Steve Oleskey '64, P'00 Establishes Endowed Public Service Internship

July 20, 2016

Orientation to public service and social justice came early to Steve Oleskey ’64, P’00.

“My mother worked in the New Hampshire court system in the 1950s,” he explained. “She would come home and tell me about grand juries interrogating local citizens about their political activities in the 1930s and 1940s, which some of those summoned refused to answer, with the result that they were held in contempt and jailed.” Oleskey also avidly watched the dramatic Army-McCarthy hearings on television and recalled, “From the age of thirteen, I wanted to be a trial lawyer.”

After high school, “by virtue of a generous scholarship,” Oleskey was able to enroll at Wesleyan. He noted, “The Eisenhower generation was giving way to the Kennedy generation. There was a lot of social ferment—especially about civil rights—on campus and in Middletown.” Oleskey  joined EQV (“Esse quam videri”: To be, not to seem), a renamed fraternity that had broken away in the late 1950s from a national which refused to accept black or Jewish members. On the academic front, the small, intense, writing-heavy classes of his CSS (College of Social Studies) major, Oleskey said, were “great training for a trial lawyer.” With the help of a summer internship grant, he researched and wrote a senior thesis and went on to earn a JD at NYU Law School.

Oleskey’s first job out of law school was at Hale and Dorr—fittingly, the law firm of Joseph Welch, who, representing the Army pro bono, was famed for facing down Senator McCarthy.  Hale and Dorr (later, WilmerHale) encouraged its attorneys to pursue pro bono work, which led Steve Oleskey to an appearance at the age of twenty-nine before the U.S. Supreme Court testing the Massachusetts employees’ loyalty oath. He has been dedicated to legal work for the public good throughout his career, including a successful ten-year effort on behalf of a group of six prisoners confined at Guantánamo that also was heard at the Supreme Court.     

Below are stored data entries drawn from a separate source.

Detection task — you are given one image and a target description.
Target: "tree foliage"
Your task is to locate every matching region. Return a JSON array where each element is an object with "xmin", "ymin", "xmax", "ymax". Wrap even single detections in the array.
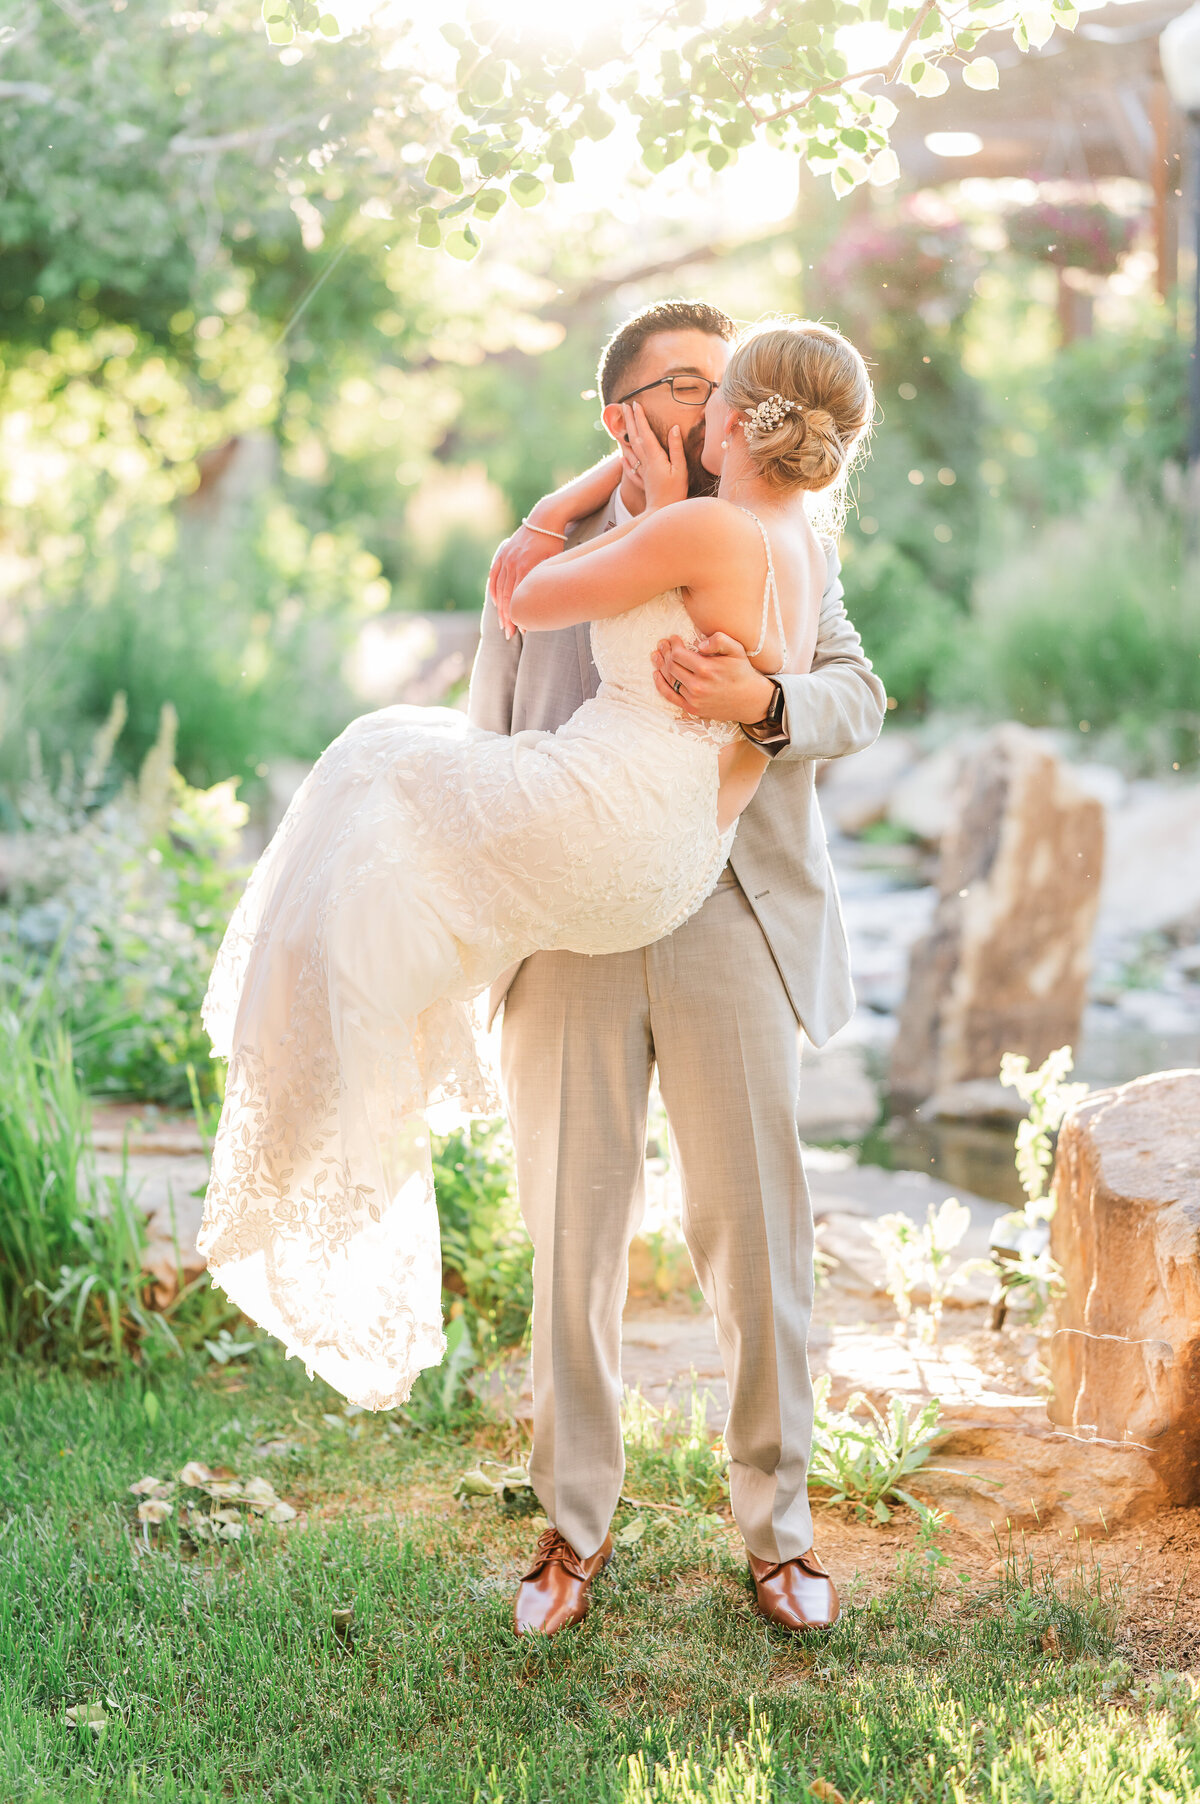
[
  {"xmin": 411, "ymin": 0, "xmax": 1079, "ymax": 256},
  {"xmin": 0, "ymin": 0, "xmax": 433, "ymax": 353}
]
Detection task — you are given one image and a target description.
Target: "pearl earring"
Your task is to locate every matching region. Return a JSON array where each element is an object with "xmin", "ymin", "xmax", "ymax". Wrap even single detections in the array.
[{"xmin": 720, "ymin": 438, "xmax": 728, "ymax": 449}]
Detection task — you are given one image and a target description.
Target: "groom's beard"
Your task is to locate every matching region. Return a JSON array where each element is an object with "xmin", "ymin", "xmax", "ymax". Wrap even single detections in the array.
[{"xmin": 683, "ymin": 418, "xmax": 718, "ymax": 497}]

Steve Oleskey has maintained close relationships with Wesleyan—serving as an alumni-elected trustee, WESeminar speaker, and reunion volunteer and receiving in 2014 the Outstanding Service Award—and with his fellow EQVs.  In 2005 Oleskey helped spearhead an EQV initiative to fund annual student summer internships related to social, political, or educational interests. Each year since then he and other former EQV brothers have met with the EQV Interns in the fall to learn about their summer experiences.    

Anticipating his 50th Reunion last spring, Oleskey wanted to assure “a larger impact” into the future.  For this purpose, he made a bequest intention to Wesleyan and also created a Charitable Remainder Unitrust (CRUT), which will provide supplementary income for his wife Judith and himself, while conferring tax benefits. After their deaths, these two planned gifts will fund an endowed internship in public service toward social and political change that will exist in perpetuity.

Over his lifetime Steve Oleskey’s priorities have not changed, and neither, he noted, have Wesleyan’s. “The students now are even better and more socially conscious,” he said, continuing, “I’m even prouder of Wesleyan today than fifty years ago.”